RIYADH, Aug 19 (Reuters) - A Saudi Arabian court on Monday sentenced one man to death and 13 others to prison terms of up to 30 years for their part in a series of militant attacks against government and foreign targets last decade, state media reported.
The convicted men were part of a group of 50 being tried as a single militant cell and accused of murder and kidnapping, as well as bombing cars, government buildings and foreign residential compounds and plotting to assassinate government officials and attack embassies.
Prison terms for those convicted ranged from four years to 30 years. Sentencing of two others from the 50 was delayed to allow the court to hear more evidence, Saudi Press Agency reported late on Monday.

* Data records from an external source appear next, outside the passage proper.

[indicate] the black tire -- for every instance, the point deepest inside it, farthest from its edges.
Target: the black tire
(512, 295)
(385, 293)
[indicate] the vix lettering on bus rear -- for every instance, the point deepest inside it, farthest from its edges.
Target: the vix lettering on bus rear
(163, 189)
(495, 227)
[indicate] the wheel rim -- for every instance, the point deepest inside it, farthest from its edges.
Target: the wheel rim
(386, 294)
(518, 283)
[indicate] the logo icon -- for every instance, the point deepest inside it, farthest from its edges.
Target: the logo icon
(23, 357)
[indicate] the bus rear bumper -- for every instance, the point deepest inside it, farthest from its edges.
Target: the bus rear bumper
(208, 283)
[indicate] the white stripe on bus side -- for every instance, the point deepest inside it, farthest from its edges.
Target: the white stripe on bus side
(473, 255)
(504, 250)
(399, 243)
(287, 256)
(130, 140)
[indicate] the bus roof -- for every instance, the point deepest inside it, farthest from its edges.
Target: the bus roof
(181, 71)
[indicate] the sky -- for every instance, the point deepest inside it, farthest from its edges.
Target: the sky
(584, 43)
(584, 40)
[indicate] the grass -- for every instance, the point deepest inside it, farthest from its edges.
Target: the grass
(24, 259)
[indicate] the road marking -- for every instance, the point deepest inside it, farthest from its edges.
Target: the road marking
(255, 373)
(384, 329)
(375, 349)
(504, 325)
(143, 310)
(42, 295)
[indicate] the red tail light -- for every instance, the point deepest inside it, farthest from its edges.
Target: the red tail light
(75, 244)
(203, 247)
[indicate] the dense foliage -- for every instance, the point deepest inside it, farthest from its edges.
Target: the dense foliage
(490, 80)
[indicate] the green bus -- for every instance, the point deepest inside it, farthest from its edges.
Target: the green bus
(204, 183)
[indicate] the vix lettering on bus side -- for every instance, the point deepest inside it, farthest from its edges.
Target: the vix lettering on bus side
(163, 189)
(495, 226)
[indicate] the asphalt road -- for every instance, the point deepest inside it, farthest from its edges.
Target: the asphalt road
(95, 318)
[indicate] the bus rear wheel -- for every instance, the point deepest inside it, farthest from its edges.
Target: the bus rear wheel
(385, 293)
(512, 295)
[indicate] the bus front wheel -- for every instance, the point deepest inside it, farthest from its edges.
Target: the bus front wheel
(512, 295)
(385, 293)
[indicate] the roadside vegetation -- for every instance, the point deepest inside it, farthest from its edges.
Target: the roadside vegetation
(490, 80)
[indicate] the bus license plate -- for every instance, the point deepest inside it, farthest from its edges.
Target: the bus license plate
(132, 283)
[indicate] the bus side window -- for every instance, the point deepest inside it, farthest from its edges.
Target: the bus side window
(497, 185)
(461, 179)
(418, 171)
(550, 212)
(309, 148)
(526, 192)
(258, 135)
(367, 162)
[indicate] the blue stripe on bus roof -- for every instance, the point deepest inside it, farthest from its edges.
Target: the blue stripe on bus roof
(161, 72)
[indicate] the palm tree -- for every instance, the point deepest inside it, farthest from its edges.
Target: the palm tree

The remaining 34 were acquitted.
Saudi Arabia has detained thousands of its citizens and sentenced hundreds of them after a campaign of bombings and killings from 2003-06 by an al Qaeda group which killed hundreds.
Riyadh's concerns about domestic militants have grown as the wars in Syria and Iraq have led to what officials describe as a surge in radicalisation among their citizens, and have led some young Saudis to travel overseas to fight.
In February. King Abdullah issued a royal decree imposing prison terms on any Saudi who travels abroad to fight, or who encourages or helps others to do so.
The same decree also demanded jail for those who offer material or moral support for extremist groups, which the government later named as including al Qaeda, Islamic State, Nusra Front, the Muslim Brotherhood, Hezbollah and Yemen's Houthi movement.
Rights activists in Saudi Arabia have complained that the government has also used its security crackdown to target peaceful dissidents, something the authorities deny.
Anger at long periods of detention without trial, allegations of torture and other abuses have led to some protests over the past two years in Riyadh and Bureidah by family members of detainees.
The government denied the abuses and says it does not practice torture.